前日のアブシンベル往復でかなり消耗してたので、この日は昼ごろまでゆっくり寝てた。友人は先に帰国し、自分は翌朝の便までアスワンに残る予定だったので、別のホテルへ移ってひとりで少し観光するつもりだった。
ところが、この移動で判断を外した。あとから振り返ると大きな被害が出たわけじゃないんだけど、現地で何が起きてるのか分からないまま逃げ場のない場所へ運ばれていく感覚は、この旅のなかでいちばんきつかった。
Uberが機能せず、暑さのなかで歩くしかなかった
チェックアウト後、次のホテルへ向かおうと配車アプリの「Uber」を開いたけど、一向に車が捕まらない。カイロとは違って、アスワンではUberはほとんど機能してないようだった。
気温37度という猛暑のなか、徒歩で2時間半かかるホテルへ向けて歩きながら、野良のタクシーを探すことにした。けど、タクシーも全く通らない。1時間半ほど歩き続けて疲労が限界に達したころ、ようやく1台のトゥクトゥクを捕まえられた。疲れすぎて交渉する気力もなく、言い値の「100ポンド」で乗ってしまった。
ナビと逆へ進み、そのまま川を渡らされる
トゥクトゥクに揺られてると、明らかにスマホの地図のナビとは違う、逆方向へ進んでることに気づいた。

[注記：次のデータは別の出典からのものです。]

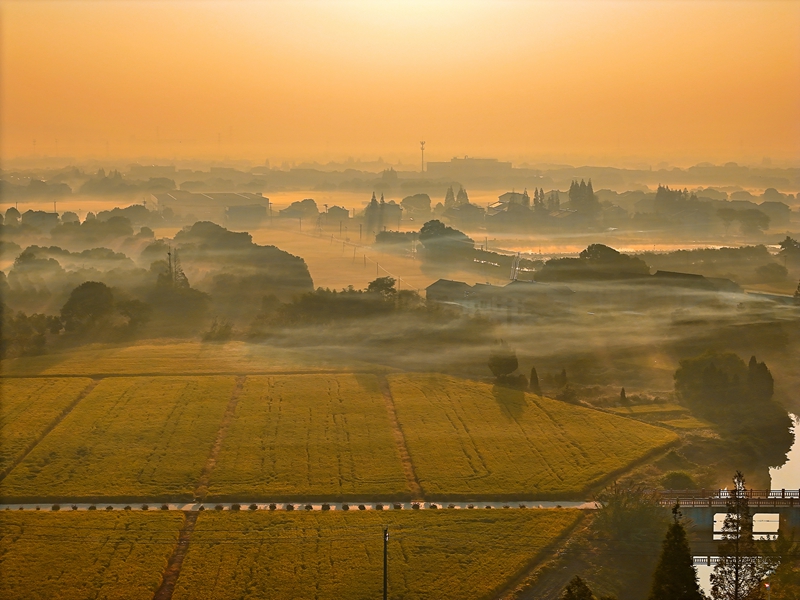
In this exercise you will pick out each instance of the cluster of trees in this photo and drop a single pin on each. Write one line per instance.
(597, 262)
(322, 306)
(737, 397)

「地元の人が知ってる抜け道だろう」と最初は気にしてなかったけど、突然よく分からない川岸で降ろされて、**「ここからボートに乗れ」**と指示されたのだ。
言われるがままに小型のモーターボートに乗せられると、着いたのはナイル川に浮かぶ「セリカ島」という場所だった。ここは「ヌビア人(Nubian)」と呼ばれる、エジプトの先住民が住む島だったのだ。
焦って「ここに行きたいんじゃない、予約してるホテルに行きたいんだ」と必死に伝えるけど、ボートの操縦士は「大丈夫、連れて行ってやるから」と聞く耳を持たない。さらに今度は、手漕ぎの小さなボートに乗り換えさせられて、隣の島へと漕ぎ出した。
川のど真ん中。言葉も通じず、周囲は水に囲まれてて完全に逃げ場がない。「このまま身ぐるみ剥がされるんじゃないか」という恐怖で頭がいっぱいになって、「頼むから元いた場所に戻してくれ」と何度も懇願した。
何度もお願いして、なんとか元の岸に戻してもらえた。けど、しっかりボート代として合計150ポンドを要求された。
警備員に助けられてホテルへ、そのまま外に出られなくなった
岸に戻ったあと、もう誰も信用できなくなった自分は、自力で歩いてホテルへ向かおうとした。けど、川にかかる橋の手前に軍の警備員が立ってて、「この橋は長いから歩いて渡らないほうがいい、車を手配しろ」と止められた。警備員が通りかかったトゥクトゥクを止めてくれて、それに乗ってなんとか目的地のホテル周辺へ。
でも、このトゥクトゥクの運転手も、到着するなり「300ポンド」という法外な金額を要求してきた。恐怖と疲労でボロボロだったけど必死に値切って、なんとか200ポンドを払って解放された。
あとから見えてきたこと
どうやら、アスワンのナイル川西側エリアはヌビア人たちの居住区で、彼らなりの観光ルート(島巡り)に勝手に連れ込まれてしまっただけのようだった。もしかしたら彼らに悪気はなく、「信じてついて行けばいい人たち」だったのかもしれない。
ただ、言葉が通じない異国の地で、逃げ場のない島に閉じ込められて全く違う方向へ連れて行かれる恐怖は、トラウマレベルだった。
ホテルにチェックインすると、スタッフはとても温かく迎えてくれたけど、自分はもう外に出るのがすっかり怖くなってしまった。その日は近くのスーパーで水と食料だけを買って、翌朝までホテルの部屋に引きこもってた。
翌朝のアスワン空港までの移動も、野良タクシーを拾う勇気は残ってなくて、ホテルのフロントに確実なタクシーを手配してもらった(安心料として600ポンド/約12ドルかかったけど、全く惜しくなかった)。
エジプトの最後にかなり重い出来事を食らったけど、翌朝はもう出国だ。次はアスワンからカイロを経て、ようやくギリシャのアテネへ向かう。